Im Kolonialkrieg kämpften sie auf seiten Frankreichs, die stolzen algerischen „Harkis“ / In Algerien sind sie als Verräter geächtet, in Frankreich sind ihre Kinder zu Sozialfällen degradiert  ■ Aus Amiens Dorothea Hahn

Als Ali Benmaiza 20 war, ging er zur Armee. Sein erster Krieg war der in Indochina, dann kämpfte er gegen die „Nationale Befreiungsfront“ in seiner algerischen Heimat. 1962, die Aufständischen hatten gerade die Kolonialmacht besiegt, ergatterte er einen der letzten Plätze auf dem Unterdeck der „Ville d'Alger“ und setzte nach Frankreich über. Seinen Militärpaß und die Medaille aus Saigon nahm er mit.

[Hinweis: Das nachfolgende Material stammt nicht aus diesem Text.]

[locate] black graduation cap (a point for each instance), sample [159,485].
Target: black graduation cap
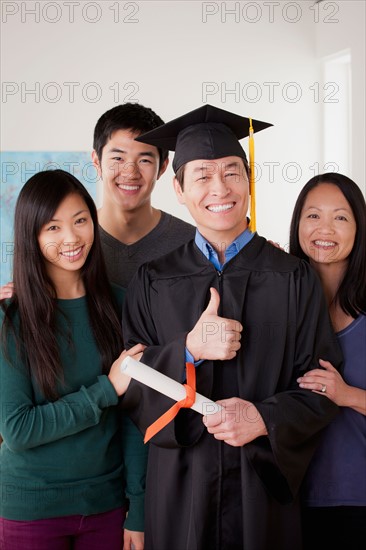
[206,133]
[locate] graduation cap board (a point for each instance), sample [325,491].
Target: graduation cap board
[208,133]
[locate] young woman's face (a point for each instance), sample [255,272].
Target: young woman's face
[65,241]
[327,226]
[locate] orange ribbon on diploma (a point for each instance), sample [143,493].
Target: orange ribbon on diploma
[185,394]
[185,403]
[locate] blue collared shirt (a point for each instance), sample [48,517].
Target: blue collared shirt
[209,251]
[232,250]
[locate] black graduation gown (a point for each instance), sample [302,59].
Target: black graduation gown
[280,303]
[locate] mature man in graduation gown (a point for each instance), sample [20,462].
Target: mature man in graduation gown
[252,319]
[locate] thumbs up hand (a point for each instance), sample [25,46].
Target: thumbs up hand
[214,337]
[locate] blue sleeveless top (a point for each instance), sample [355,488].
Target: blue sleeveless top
[337,473]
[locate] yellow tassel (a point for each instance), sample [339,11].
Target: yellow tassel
[253,221]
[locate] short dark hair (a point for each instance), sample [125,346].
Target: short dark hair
[180,172]
[351,294]
[129,116]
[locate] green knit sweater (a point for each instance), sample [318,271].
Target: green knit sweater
[76,455]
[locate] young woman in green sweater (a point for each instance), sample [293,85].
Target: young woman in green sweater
[66,462]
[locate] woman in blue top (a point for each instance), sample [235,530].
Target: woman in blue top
[65,463]
[328,229]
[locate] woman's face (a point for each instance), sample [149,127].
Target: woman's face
[65,241]
[327,227]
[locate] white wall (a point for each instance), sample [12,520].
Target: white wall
[169,55]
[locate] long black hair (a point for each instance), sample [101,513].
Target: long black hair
[351,294]
[35,295]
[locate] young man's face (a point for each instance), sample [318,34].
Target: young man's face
[129,170]
[216,193]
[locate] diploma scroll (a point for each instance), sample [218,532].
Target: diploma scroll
[165,385]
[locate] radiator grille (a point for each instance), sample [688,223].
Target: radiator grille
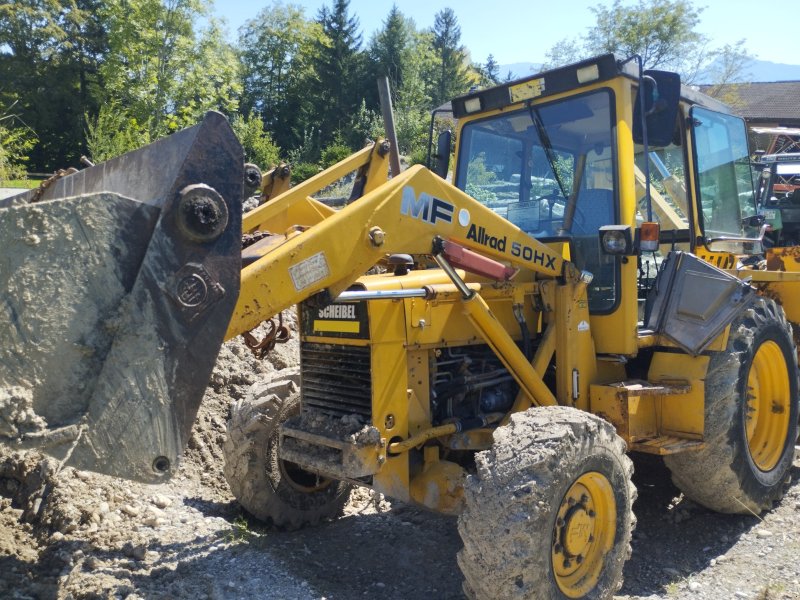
[336,379]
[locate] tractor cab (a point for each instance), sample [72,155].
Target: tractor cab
[564,156]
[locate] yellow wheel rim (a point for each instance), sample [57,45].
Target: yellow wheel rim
[767,410]
[584,533]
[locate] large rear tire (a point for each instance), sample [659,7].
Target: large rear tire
[548,513]
[751,406]
[273,490]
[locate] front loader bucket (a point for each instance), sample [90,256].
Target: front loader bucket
[116,288]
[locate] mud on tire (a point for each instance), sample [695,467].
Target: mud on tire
[555,485]
[272,490]
[751,411]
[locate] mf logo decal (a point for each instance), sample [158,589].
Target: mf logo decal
[426,207]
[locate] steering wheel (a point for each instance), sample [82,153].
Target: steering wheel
[578,218]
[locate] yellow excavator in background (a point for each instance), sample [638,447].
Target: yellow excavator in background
[491,347]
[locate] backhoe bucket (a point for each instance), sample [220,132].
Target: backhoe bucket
[116,287]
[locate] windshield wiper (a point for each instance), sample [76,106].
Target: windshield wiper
[547,145]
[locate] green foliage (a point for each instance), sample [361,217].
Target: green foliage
[477,173]
[302,171]
[662,32]
[365,125]
[49,59]
[164,70]
[257,143]
[340,69]
[276,54]
[16,140]
[391,48]
[113,132]
[335,151]
[452,76]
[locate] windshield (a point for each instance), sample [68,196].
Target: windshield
[724,177]
[552,179]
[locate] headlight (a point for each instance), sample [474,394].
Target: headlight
[616,239]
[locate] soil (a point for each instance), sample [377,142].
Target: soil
[73,534]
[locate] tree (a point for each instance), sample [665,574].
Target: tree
[161,69]
[452,76]
[727,69]
[565,51]
[339,67]
[390,48]
[662,32]
[257,143]
[491,70]
[113,132]
[276,52]
[16,139]
[49,70]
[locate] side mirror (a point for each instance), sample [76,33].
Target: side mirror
[662,94]
[442,157]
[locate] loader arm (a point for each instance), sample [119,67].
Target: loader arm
[402,215]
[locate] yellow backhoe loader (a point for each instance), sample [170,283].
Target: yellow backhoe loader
[592,283]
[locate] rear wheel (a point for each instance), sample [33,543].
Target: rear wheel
[751,411]
[548,514]
[274,490]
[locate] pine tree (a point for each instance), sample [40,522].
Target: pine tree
[452,77]
[339,67]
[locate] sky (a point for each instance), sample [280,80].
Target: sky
[515,31]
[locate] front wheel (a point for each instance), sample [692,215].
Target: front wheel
[269,488]
[548,513]
[751,409]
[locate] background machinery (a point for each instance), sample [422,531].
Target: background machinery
[591,283]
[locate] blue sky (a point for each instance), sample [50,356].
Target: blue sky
[523,30]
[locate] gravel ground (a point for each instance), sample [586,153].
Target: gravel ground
[73,534]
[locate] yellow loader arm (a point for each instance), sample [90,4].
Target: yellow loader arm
[403,215]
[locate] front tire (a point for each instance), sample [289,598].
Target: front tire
[273,490]
[751,406]
[548,514]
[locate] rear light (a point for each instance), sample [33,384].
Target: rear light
[648,236]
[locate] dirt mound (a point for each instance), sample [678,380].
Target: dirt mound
[70,533]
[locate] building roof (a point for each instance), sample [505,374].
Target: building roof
[776,102]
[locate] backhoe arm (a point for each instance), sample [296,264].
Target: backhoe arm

Den vergilbten Militärpaß hat der kleine Mann aufbewahrt. Er trägt ihn immer bei sich, er war stolz darauf, Soldat in einer französischen „Harkas-Einheit“ zu sein. „Damals“, so erinnert er sich in seinem gebrochenen Französisch, „hat General de Gaulle gesagt: Ihr seid meine Kinder, kommt zu uns nach Hause.“ Heute ist Ali Benmaiza 64, Rentner und Bewohner einer Siedlung an einer Schnellstraße am äußersten Rand der nordfranzösischen Stadt Amiens. Die Bezeichnung „Harki“ – vom arabischen Wort „Haraka“, Bewegung – blieb an ihm haften. Selbst seine in Frankreich geborenen Kinder werden so genannt. Ihre Generation lebt in dem gesellschaftlichen Abseits, das ihre Väter seit dem Ende des Kolonialkrieges kennen: keine Ausbildung, keine Arbeit, keine Integration.

Im vergangenen Monat hat es wieder Straßenschlachten in Ali Benmaizas Siedlung Briqueterie gegeben, in der rund dreitausend Harkis leben. In der Nacht zum 12. November hatten Polizisten der Sondereinheit CRS Tränengas in einen Partykeller geworfen, in dem zwanzig Mädchen und fünf Jungen einen 17. Geburtstag feierten. Während die ersten Autoreifen in Flammen aufgingen, berichteten drei Mädchen dem herbeigeeilten Bürgermeister von Amiens und dem Präfekten von dem Übergriff, der ihre großen Brüder auf den Plan gerufen hatte. Die CRS leugnete alles, und die Politiker mochten nicht glauben, was sie hörten. Erst drei Tage später zeigte ein Anwohner seine Videoaufnahmen von dem Ereignis. Es stellte sich heraus, daß die Mädchen die Wahrheit gesagt hatten.

Die Spuren der Straßenschlachten sind noch sichtbar. In einem Vorgarten picken die Hühner ihr Korn zwischen ausgebrannten Tränengaspatronen. „Das hat die Polizei mir hier reingeworfen“, sagt die stämmige Hausfrau, die barfuß über die winterkalten Steinplatten geht. Als die Barrikaden brannten, schloß sie ihre acht Kinder ein: „damit die sich da nicht einmischen und keinen Ärger mit der Polizei kriegen“. Nebenan in dem vierstöckigen Flachbau klaffen Löcher in den Fensterrahmen. Und über dem Eingang zu dem Jugendclub ist die Wand angekohlt.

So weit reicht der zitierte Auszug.